Susskind QM Lecture 8 - Particles and Waves

One-line takeaway

For particles, the finite component list becomes a continuous wavefunction, and position and momentum become operators on functions.

Plain-language map

After spin and entanglement, Susskind finally turns to the familiar “particles and waves” story. The important move is not mystical duality; it is the same state-vector logic applied to a continuous observable.

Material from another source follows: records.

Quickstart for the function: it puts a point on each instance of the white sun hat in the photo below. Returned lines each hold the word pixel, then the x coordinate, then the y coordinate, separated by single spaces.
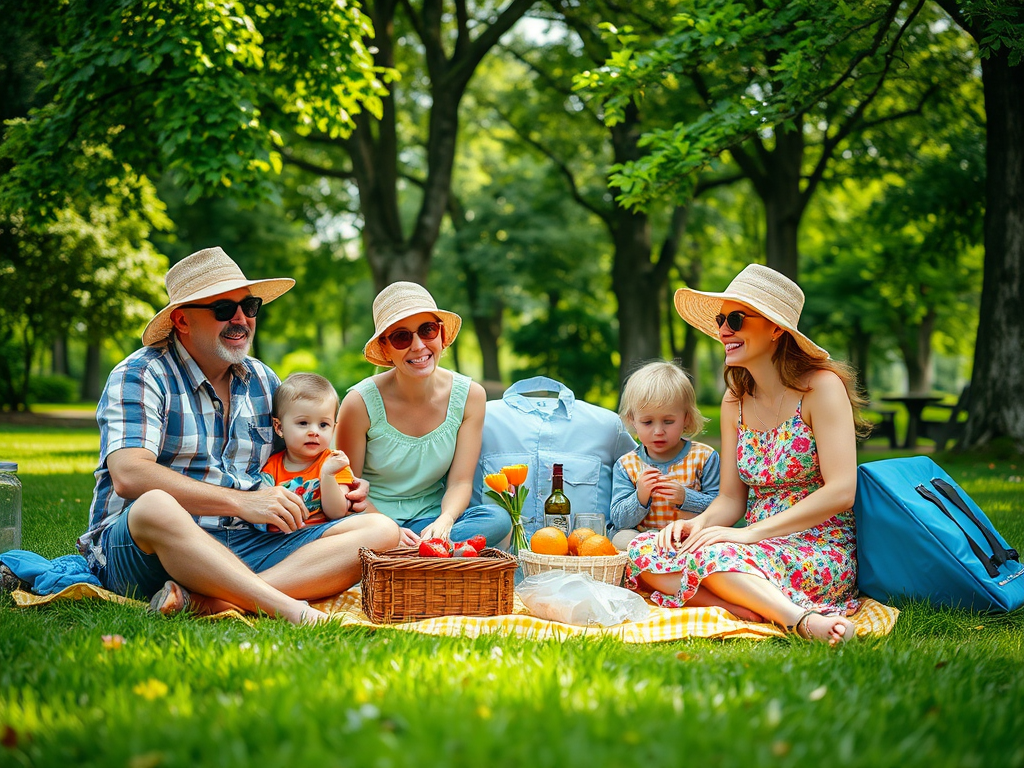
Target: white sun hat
pixel 400 300
pixel 760 288
pixel 205 273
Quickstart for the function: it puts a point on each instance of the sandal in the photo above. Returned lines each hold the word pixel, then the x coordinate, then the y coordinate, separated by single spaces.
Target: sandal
pixel 172 598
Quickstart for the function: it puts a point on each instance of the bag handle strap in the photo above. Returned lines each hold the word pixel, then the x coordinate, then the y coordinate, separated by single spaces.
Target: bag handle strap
pixel 999 553
pixel 990 567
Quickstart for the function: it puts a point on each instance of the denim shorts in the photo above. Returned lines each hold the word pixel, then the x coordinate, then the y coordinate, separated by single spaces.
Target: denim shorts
pixel 131 571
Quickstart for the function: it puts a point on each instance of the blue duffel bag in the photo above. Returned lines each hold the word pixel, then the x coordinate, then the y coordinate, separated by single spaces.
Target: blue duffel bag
pixel 921 537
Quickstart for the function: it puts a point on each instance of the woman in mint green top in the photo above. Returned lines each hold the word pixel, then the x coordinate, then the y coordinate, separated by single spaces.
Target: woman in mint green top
pixel 414 431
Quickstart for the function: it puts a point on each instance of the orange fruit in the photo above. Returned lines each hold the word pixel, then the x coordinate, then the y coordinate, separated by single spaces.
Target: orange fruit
pixel 549 541
pixel 597 545
pixel 578 537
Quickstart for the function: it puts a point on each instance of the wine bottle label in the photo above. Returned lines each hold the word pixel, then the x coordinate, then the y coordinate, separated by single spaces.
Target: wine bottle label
pixel 558 521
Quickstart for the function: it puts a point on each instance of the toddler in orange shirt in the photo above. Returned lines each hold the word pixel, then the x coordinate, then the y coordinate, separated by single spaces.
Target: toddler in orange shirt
pixel 304 409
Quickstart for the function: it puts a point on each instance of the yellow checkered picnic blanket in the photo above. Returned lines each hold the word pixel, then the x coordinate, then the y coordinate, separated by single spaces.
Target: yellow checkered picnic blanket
pixel 660 626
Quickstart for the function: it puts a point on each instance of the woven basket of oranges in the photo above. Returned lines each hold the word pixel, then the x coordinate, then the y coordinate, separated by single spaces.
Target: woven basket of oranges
pixel 582 552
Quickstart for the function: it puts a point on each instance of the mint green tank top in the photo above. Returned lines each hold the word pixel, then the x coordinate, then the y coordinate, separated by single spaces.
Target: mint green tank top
pixel 407 474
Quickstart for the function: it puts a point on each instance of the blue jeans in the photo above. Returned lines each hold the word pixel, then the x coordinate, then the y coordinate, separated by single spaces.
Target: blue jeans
pixel 131 571
pixel 488 519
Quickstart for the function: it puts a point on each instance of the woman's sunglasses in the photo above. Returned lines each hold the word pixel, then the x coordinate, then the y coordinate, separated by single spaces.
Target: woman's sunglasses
pixel 225 308
pixel 735 318
pixel 401 339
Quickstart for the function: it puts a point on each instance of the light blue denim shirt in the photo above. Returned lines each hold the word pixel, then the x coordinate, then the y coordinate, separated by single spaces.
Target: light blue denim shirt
pixel 541 431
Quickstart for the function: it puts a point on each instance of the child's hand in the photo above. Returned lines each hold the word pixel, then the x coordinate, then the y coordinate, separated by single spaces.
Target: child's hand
pixel 674 491
pixel 335 464
pixel 646 483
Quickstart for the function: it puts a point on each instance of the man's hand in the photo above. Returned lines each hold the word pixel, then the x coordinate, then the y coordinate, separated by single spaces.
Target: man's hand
pixel 274 506
pixel 357 496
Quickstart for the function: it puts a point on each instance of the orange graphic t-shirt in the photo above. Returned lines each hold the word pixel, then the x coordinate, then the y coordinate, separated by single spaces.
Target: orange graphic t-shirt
pixel 305 483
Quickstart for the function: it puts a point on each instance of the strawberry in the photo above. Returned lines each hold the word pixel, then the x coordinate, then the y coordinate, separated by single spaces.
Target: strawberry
pixel 435 548
pixel 465 549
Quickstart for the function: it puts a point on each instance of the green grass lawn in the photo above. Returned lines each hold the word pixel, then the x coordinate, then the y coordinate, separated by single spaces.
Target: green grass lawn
pixel 943 689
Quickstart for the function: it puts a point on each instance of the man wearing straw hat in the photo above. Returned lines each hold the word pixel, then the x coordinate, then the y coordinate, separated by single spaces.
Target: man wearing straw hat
pixel 184 429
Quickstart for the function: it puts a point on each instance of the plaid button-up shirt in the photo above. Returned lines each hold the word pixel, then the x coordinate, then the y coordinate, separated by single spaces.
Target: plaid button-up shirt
pixel 158 398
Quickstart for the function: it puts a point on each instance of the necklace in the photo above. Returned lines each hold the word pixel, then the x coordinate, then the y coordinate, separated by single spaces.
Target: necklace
pixel 771 450
pixel 778 413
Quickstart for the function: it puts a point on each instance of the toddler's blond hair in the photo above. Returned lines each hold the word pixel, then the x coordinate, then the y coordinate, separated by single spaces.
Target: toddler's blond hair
pixel 312 387
pixel 660 384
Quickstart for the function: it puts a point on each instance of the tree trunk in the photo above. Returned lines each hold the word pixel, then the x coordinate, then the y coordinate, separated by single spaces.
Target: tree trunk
pixel 998 364
pixel 915 344
pixel 638 280
pixel 58 359
pixel 486 325
pixel 637 291
pixel 783 201
pixel 91 384
pixel 860 356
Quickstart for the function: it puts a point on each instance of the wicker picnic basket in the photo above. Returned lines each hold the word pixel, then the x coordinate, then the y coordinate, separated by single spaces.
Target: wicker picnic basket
pixel 607 568
pixel 400 586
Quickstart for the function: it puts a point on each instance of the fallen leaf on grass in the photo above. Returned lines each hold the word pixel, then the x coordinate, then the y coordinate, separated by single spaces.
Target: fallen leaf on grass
pixel 151 689
pixel 148 760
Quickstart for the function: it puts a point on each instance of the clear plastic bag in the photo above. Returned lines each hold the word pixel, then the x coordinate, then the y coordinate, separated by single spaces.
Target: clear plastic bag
pixel 580 599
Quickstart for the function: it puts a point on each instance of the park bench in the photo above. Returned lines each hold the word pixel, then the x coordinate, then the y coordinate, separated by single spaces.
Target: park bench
pixel 886 426
pixel 950 429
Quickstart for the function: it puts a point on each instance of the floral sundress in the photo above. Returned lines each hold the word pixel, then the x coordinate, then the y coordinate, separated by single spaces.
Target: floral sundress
pixel 815 568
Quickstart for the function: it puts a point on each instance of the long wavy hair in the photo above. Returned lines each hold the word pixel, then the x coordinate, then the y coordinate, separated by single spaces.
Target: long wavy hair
pixel 793 365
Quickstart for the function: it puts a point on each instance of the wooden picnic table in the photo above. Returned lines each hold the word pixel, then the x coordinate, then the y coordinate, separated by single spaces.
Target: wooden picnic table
pixel 914 404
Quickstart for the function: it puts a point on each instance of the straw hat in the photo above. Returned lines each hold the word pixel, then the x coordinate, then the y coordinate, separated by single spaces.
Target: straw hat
pixel 763 290
pixel 400 300
pixel 205 273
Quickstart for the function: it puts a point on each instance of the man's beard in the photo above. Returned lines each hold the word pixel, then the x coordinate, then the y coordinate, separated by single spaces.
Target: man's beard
pixel 232 354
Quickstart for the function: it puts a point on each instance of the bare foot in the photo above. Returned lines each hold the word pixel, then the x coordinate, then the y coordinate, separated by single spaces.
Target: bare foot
pixel 172 598
pixel 833 630
pixel 309 615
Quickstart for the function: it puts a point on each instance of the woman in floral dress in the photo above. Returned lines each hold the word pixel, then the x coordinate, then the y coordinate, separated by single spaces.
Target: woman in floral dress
pixel 788 417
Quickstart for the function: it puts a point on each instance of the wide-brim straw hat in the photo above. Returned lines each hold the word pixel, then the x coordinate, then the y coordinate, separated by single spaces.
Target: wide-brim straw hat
pixel 760 288
pixel 400 300
pixel 205 273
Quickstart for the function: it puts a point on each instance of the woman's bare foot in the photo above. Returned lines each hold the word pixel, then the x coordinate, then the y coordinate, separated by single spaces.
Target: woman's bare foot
pixel 171 599
pixel 833 630
pixel 309 615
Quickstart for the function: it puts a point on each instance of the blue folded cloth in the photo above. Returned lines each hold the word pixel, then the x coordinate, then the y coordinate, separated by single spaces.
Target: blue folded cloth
pixel 48 577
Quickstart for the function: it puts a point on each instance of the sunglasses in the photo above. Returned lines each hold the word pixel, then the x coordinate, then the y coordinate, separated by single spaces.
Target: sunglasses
pixel 735 318
pixel 401 339
pixel 225 308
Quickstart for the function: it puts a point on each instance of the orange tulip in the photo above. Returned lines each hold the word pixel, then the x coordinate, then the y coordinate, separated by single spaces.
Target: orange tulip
pixel 497 482
pixel 516 474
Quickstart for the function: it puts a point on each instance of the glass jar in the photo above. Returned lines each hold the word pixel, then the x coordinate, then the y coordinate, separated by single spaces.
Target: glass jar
pixel 10 507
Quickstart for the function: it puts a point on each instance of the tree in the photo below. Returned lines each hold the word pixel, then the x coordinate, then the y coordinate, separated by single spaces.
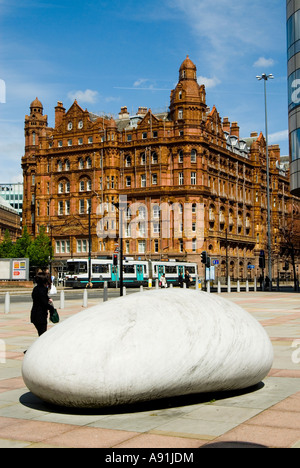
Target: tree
pixel 40 250
pixel 290 243
pixel 7 248
pixel 22 245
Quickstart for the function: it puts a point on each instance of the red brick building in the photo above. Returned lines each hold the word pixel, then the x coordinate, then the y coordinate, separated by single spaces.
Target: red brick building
pixel 210 181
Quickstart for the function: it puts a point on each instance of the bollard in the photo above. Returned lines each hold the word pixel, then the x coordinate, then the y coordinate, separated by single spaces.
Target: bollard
pixel 105 296
pixel 62 299
pixel 7 303
pixel 84 303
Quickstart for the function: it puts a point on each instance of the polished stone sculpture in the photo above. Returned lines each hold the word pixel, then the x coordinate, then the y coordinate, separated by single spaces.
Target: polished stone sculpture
pixel 146 346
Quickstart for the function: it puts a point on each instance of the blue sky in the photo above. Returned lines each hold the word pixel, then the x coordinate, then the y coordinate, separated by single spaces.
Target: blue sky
pixel 113 53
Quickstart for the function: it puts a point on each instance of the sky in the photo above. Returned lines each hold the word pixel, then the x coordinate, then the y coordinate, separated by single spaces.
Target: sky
pixel 113 53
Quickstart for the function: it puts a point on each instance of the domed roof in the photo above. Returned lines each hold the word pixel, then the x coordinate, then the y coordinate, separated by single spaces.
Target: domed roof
pixel 36 103
pixel 187 64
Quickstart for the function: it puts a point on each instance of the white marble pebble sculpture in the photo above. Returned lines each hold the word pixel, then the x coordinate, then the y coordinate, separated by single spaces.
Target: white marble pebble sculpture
pixel 145 346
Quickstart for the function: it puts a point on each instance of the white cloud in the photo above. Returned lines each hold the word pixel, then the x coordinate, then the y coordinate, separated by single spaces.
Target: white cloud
pixel 140 82
pixel 88 96
pixel 229 31
pixel 278 136
pixel 208 82
pixel 262 62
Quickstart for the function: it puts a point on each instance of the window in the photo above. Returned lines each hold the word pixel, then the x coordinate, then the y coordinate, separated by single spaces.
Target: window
pixel 60 208
pixel 141 246
pixel 81 206
pixel 143 159
pixel 82 245
pixel 156 211
pixel 156 228
pixel 142 212
pixel 67 207
pixel 154 158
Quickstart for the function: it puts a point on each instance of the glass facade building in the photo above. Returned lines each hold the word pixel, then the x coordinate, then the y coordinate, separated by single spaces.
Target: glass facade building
pixel 293 56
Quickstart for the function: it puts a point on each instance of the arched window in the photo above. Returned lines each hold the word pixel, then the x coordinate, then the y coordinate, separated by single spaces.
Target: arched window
pixel 127 161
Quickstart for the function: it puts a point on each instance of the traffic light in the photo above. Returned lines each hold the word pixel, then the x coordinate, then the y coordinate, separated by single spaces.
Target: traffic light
pixel 262 260
pixel 204 257
pixel 115 259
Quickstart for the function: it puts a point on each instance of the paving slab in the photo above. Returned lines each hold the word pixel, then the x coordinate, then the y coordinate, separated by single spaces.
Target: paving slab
pixel 268 414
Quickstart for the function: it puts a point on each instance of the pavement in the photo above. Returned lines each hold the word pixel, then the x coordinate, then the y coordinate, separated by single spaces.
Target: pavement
pixel 265 416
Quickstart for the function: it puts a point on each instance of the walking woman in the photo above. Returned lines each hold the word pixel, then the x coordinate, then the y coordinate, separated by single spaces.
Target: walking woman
pixel 41 303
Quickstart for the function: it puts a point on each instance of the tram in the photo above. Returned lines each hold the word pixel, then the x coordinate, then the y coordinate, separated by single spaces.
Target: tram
pixel 135 272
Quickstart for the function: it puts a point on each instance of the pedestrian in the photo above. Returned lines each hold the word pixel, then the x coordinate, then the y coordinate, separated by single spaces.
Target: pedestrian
pixel 187 278
pixel 163 281
pixel 41 303
pixel 267 282
pixel 180 280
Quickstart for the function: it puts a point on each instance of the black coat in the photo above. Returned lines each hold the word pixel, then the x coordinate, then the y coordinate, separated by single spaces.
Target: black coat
pixel 40 307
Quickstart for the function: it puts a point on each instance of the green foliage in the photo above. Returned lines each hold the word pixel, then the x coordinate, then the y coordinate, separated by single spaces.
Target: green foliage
pixel 7 247
pixel 22 245
pixel 38 250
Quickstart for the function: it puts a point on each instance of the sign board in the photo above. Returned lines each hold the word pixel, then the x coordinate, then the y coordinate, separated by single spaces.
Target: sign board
pixel 12 269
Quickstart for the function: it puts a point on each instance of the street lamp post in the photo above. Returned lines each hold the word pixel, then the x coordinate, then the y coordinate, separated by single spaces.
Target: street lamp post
pixel 266 77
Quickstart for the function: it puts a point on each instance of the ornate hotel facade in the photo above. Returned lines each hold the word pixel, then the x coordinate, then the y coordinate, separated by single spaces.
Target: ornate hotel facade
pixel 211 182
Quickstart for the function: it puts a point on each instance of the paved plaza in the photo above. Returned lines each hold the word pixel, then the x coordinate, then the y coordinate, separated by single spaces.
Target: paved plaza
pixel 268 414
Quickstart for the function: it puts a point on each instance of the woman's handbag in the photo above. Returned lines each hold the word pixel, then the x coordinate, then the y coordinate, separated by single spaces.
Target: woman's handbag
pixel 54 317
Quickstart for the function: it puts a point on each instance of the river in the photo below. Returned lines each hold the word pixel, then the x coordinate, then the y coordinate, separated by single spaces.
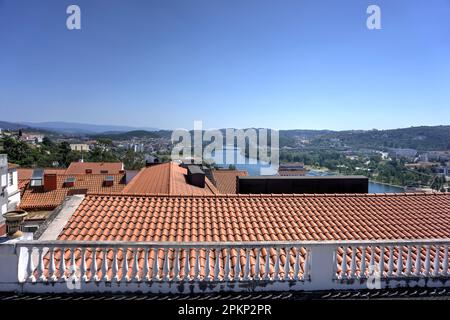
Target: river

For a position measurement, the eigenvalue x can range continuously. The state components in the position basis form a function:

ψ(x) = ⟨x|Ψ⟩

The probability density for finding the particle near x is |ψ(x)|², and normalization becomes an integral:

∫ |ψ(x)|² dx = 1

Functions can be vectors when they obey the vector-space rules and have a suitable inner product. This is the infinite-dimensional Hilbert-space version of the finite spin story.

Position and momentum

In the x-basis, position multiplies the wavefunction and momentum differentiates it:

X ψ(x) = x ψ(x)
P ψ(x) = -iħ ∂ψ/∂x
[X, P] = iħ

Momentum eigenfunctions look wave-like, which is where the particle-wave connection becomes concrete.

Common pitfalls

  • Do not think the wavefunction is basis-free; ψ(x) is the state in the position basis.
  • Do not treat |ψ(x)|² as a probability at an exact point; in continuous systems it is a probability density.
  • Do not forget that non-normalizable plane waves are idealized basis objects, not ordinary physical states.